# ID?!



## ScottYalloP (2 Oct 2009)

i was cleaning out the shrimp tank today and came across this : 









i have no idea what this is, also it can move and i suppose live out the water. 
Anyideas?!


----------



## mjenner (2 Oct 2009)

I "think" it might be some kind of dragon-fly or caddis-fly larva. (not an expert here).

I base this on seeing similar beasts when in my early years I identified similar creatures whilst dipping in ponds when I was at school.  I actually found something similar last year when I got my plants into my tank, the creature had made a little tunnel nest out of bits of plant and was sitting at the water's surface in the plants in the tube it'd attached to the plants.  When I got it out when pruning the plants the little guy legged it, it was pretty vicious looking and I think when they get larger they can sometimes predate on small fish.

I "think" they do breathe air, through their tail I think (but I'm pretty fuzzy on if this is right) so I'd imagine it'd survive for a little while out of the water, but I don't think it'd live for too long out of the tank as it'd probably dry-out.

I'd ask for a second opinion but I guess it gives you a little more to google on?

Hope that helps,

Matt


----------



## ScottYalloP (2 Oct 2009)

there were 2 of them i managed to get one but not the other, they didn't seem to bother the shrimp at all.


----------



## Stu Worrall (2 Oct 2009)

take off and nuke it from orbit... its the only way to be sure


----------



## ScottYalloP (2 Oct 2009)

stuworrall said:
			
		

> take off and nuke it from orbit... its the only way to be sure



Sounds like a plan  Dam i cant find the other 1 !


----------



## YzemaN (3 Oct 2009)

Whatever you do, don't go into the air ducts!


----------



## Themuleous (6 Oct 2009)

Looks like a mayfly or stone fly larvae.  Should be pretty harmless as it shouldn't get much bigger.

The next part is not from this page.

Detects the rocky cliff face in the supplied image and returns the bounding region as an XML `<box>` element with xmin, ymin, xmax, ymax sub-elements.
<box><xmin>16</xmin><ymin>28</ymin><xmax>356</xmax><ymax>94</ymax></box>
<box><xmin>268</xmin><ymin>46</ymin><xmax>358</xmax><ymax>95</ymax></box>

http://images.google.co.uk/images?clien ... a=N&tab=wi



Sam


----------



## LondonDragon (6 Oct 2009)

Yep dragon fly larvae, after it gets to a certain size it will start hunting your shrimp and smaller fish and eating them  you have been warned!!


----------



## Themuleous (6 Oct 2009)

Don't think its dragonfly, abdomen isn't flat or large enough.

Sam


----------



## LondonDragon (6 Oct 2009)

Themuleous said:
			
		

> Don't think its dragonfly, abdomen isn't flat or large enough.
> Sam


I still wouldn't be happy with it in my tank, to be safe better to get rid of them


----------



## Themuleous (6 Oct 2009)

Ture!


----------